Ich würde auch hier öffentlich sagen, dass das ein Beispiel für gute, alte, von Deutschland mit gemachte Europapolitik ist. Natürlich sind wir alle froh darüber. Manche von uns finden es auch erstaunlich, wie positiv der neue französische Präsident eingeschworen wurde. Das mag auch nicht einfach gewesen sein. Darum möchten wir dem gar nicht absprechen und wir sollten uns dessen

bewusst sein, wie wichtig es ist, dass dieser Reformvertrag jetzt auch ein Erfolg wird. Das heißt, dass wir den Ratifizierungsprozess, der nach dem kommenden Wochenende in Lissabon folgen wird, aktiv begleiten und dass wir das, was das Verhängnis für die Verfassung in Frankreich und in den Niederlanden war, zumindest bei uns in Hamburg für den Reformvertrag nicht zum Verhängnis werden lassen, nämlich die öffentliche Unterstützung. Lassen Sie uns in die Zukunft gucken und lassen Sie uns diesen Erfolg der deutschen Ratspräsidentschaft nutzen, um den Ratifizierungsprozess aktiv zu begleiten. Lassen Sie uns darüber reden, wie die Parlamentsbeteiligung des Europaausschusses unseres Hauses verbessert werden muss, wenn der Reformvertrag tatsächlich zur Europawahl 2009 in Kraft treten sollte. Lassen Sie uns dann auch schon bald nach unseren Bürgerschaftswahlen diese Europawahl ins Auge fassen und dafür sorgen, dass im Jahr 2009 genügend Menschen zur Europawahl gehen, damit es auch ein klares Zeichen dafür wird, dass nicht nur die Politik findet, dass Hamburg eine europäische Stadt ist, sondern auch die Bürgerinnen und Bürger dieser Stadt.

Zu dem Ersuchen, das beschlossen wurde, gibt es das schöne Zitat in dem zweiten Teil zur deutschen Ratspräsidentschaft - ich zitiere -:

"Er [der Senat] sprach bilateral mit Vertretern"

- und Vertreterinnen hoffe ich auch -

"der Bundesregierung in Berlin und Brüssel und beteiligte sich frühzeitig an der Entwicklung und Vertretung einer gemeinsamen Position der Länder zur deutschen Ratspräsidentschaft. Da die Bundesregierung ihre Schwerpunkte für die Ratspräsidentschaft bereits 2006 festsetzte (…)"

Wenn Sie sich daran erinnern, haben wir das Ersuchen der CDU-Fraktion am 14. Februar 2007 beschlossen.
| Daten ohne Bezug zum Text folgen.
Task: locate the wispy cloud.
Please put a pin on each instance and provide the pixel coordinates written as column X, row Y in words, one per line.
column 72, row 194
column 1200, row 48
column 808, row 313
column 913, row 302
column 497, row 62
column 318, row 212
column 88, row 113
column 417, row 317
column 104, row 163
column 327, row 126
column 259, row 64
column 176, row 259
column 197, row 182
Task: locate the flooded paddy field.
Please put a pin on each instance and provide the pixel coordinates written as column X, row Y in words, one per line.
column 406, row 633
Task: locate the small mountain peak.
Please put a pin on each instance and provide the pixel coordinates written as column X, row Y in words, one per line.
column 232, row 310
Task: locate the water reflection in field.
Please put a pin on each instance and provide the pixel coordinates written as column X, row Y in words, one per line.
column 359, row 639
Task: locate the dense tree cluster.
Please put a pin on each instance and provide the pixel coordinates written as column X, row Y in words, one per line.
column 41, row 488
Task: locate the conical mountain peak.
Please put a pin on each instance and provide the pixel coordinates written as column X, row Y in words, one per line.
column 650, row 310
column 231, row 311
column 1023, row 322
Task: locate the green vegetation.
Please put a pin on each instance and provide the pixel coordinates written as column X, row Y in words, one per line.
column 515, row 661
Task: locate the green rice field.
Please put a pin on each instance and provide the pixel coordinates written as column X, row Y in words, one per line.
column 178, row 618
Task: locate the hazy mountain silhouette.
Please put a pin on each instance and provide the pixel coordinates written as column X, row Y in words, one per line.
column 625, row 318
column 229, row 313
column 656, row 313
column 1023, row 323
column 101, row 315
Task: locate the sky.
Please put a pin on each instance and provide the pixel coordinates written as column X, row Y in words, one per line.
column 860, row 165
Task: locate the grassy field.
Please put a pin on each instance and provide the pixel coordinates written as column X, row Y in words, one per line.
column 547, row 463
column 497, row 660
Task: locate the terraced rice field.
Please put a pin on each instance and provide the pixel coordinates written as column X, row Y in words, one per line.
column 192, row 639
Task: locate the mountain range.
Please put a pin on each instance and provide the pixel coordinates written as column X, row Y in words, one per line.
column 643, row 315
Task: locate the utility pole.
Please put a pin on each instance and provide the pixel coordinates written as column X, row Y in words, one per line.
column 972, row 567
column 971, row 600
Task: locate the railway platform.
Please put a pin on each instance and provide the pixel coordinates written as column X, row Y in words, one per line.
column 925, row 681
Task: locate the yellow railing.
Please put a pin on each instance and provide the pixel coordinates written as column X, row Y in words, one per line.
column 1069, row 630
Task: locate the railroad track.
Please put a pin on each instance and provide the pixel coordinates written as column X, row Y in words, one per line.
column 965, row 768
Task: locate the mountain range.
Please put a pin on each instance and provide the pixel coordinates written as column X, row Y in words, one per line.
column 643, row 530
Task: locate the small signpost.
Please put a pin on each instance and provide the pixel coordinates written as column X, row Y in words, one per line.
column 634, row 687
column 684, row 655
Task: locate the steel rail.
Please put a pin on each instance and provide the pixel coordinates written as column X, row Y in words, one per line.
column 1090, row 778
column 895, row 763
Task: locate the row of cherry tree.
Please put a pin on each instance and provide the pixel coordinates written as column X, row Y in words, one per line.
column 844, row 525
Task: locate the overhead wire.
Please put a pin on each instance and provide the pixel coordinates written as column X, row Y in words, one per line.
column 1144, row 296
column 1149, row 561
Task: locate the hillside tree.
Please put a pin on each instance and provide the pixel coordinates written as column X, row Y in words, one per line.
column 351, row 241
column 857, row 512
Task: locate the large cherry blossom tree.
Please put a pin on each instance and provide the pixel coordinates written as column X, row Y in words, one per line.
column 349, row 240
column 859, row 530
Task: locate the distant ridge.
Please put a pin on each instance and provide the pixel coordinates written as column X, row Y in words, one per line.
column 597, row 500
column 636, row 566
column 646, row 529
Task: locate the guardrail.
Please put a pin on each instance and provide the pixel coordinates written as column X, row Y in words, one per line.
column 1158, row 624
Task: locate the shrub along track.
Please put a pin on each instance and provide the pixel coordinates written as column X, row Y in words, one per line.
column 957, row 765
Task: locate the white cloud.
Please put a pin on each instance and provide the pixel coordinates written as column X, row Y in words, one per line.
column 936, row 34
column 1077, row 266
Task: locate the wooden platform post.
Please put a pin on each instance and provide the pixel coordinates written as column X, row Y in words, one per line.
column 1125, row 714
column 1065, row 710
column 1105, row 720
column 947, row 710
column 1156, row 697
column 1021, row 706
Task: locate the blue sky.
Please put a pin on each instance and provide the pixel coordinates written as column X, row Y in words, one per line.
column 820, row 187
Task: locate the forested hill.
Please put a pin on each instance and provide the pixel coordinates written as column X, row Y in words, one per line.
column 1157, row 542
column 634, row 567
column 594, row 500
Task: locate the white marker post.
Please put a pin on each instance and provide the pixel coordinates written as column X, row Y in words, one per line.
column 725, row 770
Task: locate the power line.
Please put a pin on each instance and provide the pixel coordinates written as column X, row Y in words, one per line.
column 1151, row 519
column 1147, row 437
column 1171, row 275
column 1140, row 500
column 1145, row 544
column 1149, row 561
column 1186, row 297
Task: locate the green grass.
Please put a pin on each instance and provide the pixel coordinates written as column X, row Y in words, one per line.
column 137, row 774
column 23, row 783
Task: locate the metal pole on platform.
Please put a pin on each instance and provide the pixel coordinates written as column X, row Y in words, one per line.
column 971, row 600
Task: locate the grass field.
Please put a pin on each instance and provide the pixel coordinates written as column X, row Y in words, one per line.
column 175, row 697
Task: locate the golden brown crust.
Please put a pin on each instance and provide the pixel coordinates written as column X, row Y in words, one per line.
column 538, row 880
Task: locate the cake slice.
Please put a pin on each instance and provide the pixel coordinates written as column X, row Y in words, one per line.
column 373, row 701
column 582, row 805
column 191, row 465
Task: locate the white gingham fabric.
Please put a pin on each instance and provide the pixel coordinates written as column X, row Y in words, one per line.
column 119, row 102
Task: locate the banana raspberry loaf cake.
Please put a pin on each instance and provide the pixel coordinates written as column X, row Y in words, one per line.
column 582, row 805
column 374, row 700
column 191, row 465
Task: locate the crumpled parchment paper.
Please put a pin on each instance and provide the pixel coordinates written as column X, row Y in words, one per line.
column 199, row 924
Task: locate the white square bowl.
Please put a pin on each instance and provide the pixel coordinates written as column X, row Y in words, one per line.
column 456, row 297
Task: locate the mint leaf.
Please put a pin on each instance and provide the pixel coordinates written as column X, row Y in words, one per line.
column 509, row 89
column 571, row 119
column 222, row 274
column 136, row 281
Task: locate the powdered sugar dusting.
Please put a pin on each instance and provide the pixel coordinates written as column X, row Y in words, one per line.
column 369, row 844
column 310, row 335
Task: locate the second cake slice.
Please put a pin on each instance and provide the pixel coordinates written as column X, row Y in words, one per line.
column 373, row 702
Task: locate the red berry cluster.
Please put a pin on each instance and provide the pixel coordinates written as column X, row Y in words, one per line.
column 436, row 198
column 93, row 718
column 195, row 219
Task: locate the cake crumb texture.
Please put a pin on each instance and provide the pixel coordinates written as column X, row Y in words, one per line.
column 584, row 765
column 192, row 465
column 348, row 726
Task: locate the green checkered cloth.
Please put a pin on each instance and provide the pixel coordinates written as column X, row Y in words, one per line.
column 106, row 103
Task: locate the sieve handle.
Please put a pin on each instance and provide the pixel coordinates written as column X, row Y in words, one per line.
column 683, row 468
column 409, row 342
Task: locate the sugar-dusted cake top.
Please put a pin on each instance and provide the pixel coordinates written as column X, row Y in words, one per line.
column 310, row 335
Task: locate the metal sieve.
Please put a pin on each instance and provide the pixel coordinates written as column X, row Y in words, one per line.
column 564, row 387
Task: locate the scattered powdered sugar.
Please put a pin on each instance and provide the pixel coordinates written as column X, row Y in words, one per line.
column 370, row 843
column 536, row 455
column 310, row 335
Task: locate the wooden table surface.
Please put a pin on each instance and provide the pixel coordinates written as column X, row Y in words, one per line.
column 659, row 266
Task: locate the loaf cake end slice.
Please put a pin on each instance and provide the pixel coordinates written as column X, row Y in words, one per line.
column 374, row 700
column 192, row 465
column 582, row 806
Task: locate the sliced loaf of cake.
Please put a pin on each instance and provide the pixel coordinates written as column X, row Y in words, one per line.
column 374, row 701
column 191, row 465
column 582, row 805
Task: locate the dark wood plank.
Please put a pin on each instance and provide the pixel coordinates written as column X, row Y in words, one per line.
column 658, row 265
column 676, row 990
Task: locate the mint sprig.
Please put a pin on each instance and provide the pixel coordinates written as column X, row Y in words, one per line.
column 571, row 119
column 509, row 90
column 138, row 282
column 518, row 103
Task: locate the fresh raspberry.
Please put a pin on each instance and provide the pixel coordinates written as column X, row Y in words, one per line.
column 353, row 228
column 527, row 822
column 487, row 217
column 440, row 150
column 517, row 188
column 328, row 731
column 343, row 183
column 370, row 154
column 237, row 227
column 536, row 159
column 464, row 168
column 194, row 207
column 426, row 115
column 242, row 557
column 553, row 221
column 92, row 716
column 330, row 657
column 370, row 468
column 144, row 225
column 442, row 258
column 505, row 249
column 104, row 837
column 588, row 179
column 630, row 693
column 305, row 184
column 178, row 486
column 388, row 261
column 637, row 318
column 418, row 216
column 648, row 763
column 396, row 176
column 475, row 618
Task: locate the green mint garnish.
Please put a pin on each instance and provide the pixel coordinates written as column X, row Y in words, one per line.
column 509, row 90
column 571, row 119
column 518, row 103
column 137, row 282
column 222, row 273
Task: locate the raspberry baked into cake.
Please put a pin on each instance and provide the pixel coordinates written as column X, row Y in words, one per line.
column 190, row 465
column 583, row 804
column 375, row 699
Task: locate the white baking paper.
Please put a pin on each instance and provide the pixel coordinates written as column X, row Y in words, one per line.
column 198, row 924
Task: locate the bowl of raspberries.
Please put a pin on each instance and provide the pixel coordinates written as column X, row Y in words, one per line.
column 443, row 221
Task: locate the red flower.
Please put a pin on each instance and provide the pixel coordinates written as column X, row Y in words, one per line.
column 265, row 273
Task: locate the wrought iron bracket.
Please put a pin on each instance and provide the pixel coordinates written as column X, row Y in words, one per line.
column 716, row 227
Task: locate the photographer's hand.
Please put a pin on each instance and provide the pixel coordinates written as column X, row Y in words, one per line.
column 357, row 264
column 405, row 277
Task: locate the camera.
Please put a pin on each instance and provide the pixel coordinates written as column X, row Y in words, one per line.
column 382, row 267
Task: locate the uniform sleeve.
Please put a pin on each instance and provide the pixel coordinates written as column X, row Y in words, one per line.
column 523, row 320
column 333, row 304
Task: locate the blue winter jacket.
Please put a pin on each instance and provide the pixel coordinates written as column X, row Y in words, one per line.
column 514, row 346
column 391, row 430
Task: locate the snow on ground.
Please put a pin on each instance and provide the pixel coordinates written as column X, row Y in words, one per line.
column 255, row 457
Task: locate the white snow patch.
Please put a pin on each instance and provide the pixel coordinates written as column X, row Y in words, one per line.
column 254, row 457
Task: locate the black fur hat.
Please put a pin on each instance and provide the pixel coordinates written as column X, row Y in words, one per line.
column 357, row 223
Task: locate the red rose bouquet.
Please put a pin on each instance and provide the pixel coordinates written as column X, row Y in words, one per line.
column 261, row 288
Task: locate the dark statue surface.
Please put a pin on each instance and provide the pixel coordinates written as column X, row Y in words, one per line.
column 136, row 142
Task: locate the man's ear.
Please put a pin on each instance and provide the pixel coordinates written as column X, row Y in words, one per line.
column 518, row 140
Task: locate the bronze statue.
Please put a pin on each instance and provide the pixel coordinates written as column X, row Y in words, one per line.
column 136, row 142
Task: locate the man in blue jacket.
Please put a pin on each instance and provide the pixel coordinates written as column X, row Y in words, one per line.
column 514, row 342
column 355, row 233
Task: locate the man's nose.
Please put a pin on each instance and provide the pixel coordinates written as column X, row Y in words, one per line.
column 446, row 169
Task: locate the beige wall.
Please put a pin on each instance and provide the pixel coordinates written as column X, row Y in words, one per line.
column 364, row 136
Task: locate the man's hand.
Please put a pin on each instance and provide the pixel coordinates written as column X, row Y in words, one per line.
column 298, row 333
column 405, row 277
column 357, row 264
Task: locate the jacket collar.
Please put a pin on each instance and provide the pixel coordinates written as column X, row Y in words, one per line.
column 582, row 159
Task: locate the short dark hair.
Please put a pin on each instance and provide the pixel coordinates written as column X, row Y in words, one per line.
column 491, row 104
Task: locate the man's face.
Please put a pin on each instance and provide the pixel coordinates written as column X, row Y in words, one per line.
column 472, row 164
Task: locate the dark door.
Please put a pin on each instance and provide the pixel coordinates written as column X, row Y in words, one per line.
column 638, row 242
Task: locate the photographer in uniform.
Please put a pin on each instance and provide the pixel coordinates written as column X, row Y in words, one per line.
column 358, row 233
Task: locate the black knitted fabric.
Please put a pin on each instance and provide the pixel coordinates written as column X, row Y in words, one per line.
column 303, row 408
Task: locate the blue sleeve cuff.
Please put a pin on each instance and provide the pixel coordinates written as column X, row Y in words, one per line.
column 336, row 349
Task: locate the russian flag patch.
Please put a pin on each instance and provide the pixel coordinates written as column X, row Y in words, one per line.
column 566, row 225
Das zeigt also, welche Wirkungsmacht diese Positionierung der Bürgerschaft noch entfalten konnte.

Stefan Kraxner hat einige Themen angesprochen, zu denen ich etwas sagen möchte, bevor ich zu dem Thema, das Günter Frank ausführlicher angesprochen hat, auch noch etwas sagen möchte: Einerseits der europäischen Nachbarschaftspolitik und die gemeinsame Außen- und Sicherheitspolitik der Europäischen Union. Ich denke, dass es richtig ist, dass wir in die ENP einsteigen, auch wenn die ersten Schritte in die ENP holprig und von Missverständnissen geprägt waren, gerade gegenüber einem so wichtigen Partner wie der Ukraine. Dennoch müssen wir gerade in der ENP und auch in den Verhandlungen, die wir über ein neues Partnerschaftsabkommen mit Russland pflegen, immer deutlich machen, auf welcher Wertegrundlage wir als Europäer agieren. Im Verfassungsentwurf und auch im Reformvertrag war sehr deutlich beschrieben, welche Werte die Europäische Union hat - die kennen wir alle -, aber auch dass diese Werte unsere Politik außerhalb der Europäischen Union bestimmen sollen. Das heißt, Europa muss mit seinen Partnern nicht nur aus Gas- und Öl- und PipelineInteressen zusammenarbeiten, sondern auch, weil wir daran glauben, dass unsere Werte richtig und wichtig und gut für die Welt sind.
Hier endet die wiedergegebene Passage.